弓箭手們感覺到這樣的決定是那麼的不可思議,他們的撤退可就是意味着指揮官拒絕了防守城牆的決定,那麼指揮官到底在想什麼成爲了現在的士兵們共同的話題,他們在爭論,得到的共同的想法那就是——盧迦瘋了!
“夠了,聽從指揮官的決定吧,他一定有好的辦法!”
軍官的出現打斷了他們的話題,讓在場的弓箭手沒有辦法,只能夠遵從盧迦的決定,他們收拾自己的裝備下了城牆,現在城牆上只留下了一隊持盾持矛的步兵等候敵人的進攻。
“轟!”
堵在城門的碎石被加強的攻城錐猛地撞開,如同一場規模不小的爆炸,無數被彈飛的石塊被鋒利的攻城錐擊飛,落在本就混亂不堪的街道上。堵住城門的石頭漸漸坍塌,露出了一大羣灰頭土臉的野蠻人。
他們望着對面空空如也的街道是疑惑的,因爲按照正常的攻防戰,羅馬人應該是千方百計的想要阻擋他們的進攻,可是這一次羅馬人不僅不阻擋,反而連人影都看不到。
“怎麼回事?難道羅馬人都已經跑光了嗎?”野蠻人疑惑着伶着武器走進了塞薩洛尼卡的街道上。

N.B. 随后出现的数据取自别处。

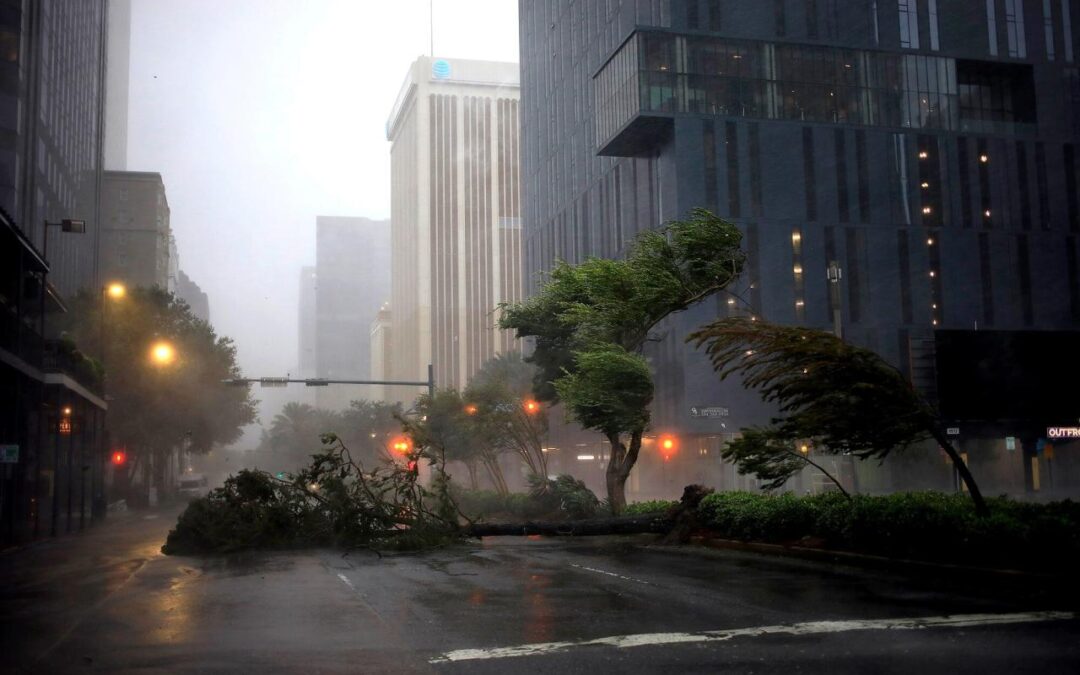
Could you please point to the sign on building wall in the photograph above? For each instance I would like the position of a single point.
(709, 412)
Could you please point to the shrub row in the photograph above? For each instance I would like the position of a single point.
(927, 526)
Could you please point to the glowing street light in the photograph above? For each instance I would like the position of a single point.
(162, 353)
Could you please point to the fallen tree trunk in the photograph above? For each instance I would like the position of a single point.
(676, 524)
(652, 524)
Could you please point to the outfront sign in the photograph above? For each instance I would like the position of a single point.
(1063, 432)
(709, 412)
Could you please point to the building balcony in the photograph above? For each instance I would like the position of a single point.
(657, 76)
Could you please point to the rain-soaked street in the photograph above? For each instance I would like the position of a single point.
(108, 601)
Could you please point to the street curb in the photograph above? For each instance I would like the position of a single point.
(833, 555)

看到野蠻人進來,在城牆上負責守衛的羅馬士兵看上去如同驚弓之鳥一般怪叫着往儘量遠離他們的地方躲避。
7“哈哈!看看,看看他們,這幫膽小如鼠的羅馬人!”
望着他們遠去的背影,這幫站在街道上的野蠻人指着他們哈哈大笑,他們認爲這是因爲阿提拉強大的武力讓羅馬人聞風喪膽。他們享受文明人的潰逃,因爲這樣他們就能夠堂而皇之的將羅馬人本身自詢爲高貴的文明人的說辭踐踏在腳底。
“羅馬人逃跑了!我們勝利了!”
蠻族士兵們高舉起手中的鐵劍大聲呼喊着,並且一個接着一個向外傳遞,這讓城外的其他部落的野蠻人甚至匈人都知道了羅馬人潰逃的消息。
“阿提拉,羅馬人已經不堪一戰了!”傳令的軍官跑上來像阿提拉彙報,可是這樣可喜的消息並沒有讓阿提拉露出一點笑容來,相反,他的面色甚至凝重開來,對於羅馬人不堪再戰,他一直保持着懷疑的態度。
“不可能,不可能!”阿提拉神色看上去有些焦慮,他翻身下馬在戰馬的身邊來回踱步,並且口中唸唸有詞地說道:“這段時間徵察兵傳來的消息一致認爲這座城市裡面的羅馬人並沒有發生動亂以及士兵與平民逃跑的事情,怎麼這個時候就看見羅馬人不堪再戰了?”
阿提拉的擔心也讓身邊的一干貴族軍官們感受到了一絲絲疑慮,畢竟羅馬人算是聰明,不然怎麼可能通過幾百年的連哄帶騙搞來了這麼廣闊的土地。跟羅馬人打了多年交到的阿提拉自然是看出了羅馬人的詭計!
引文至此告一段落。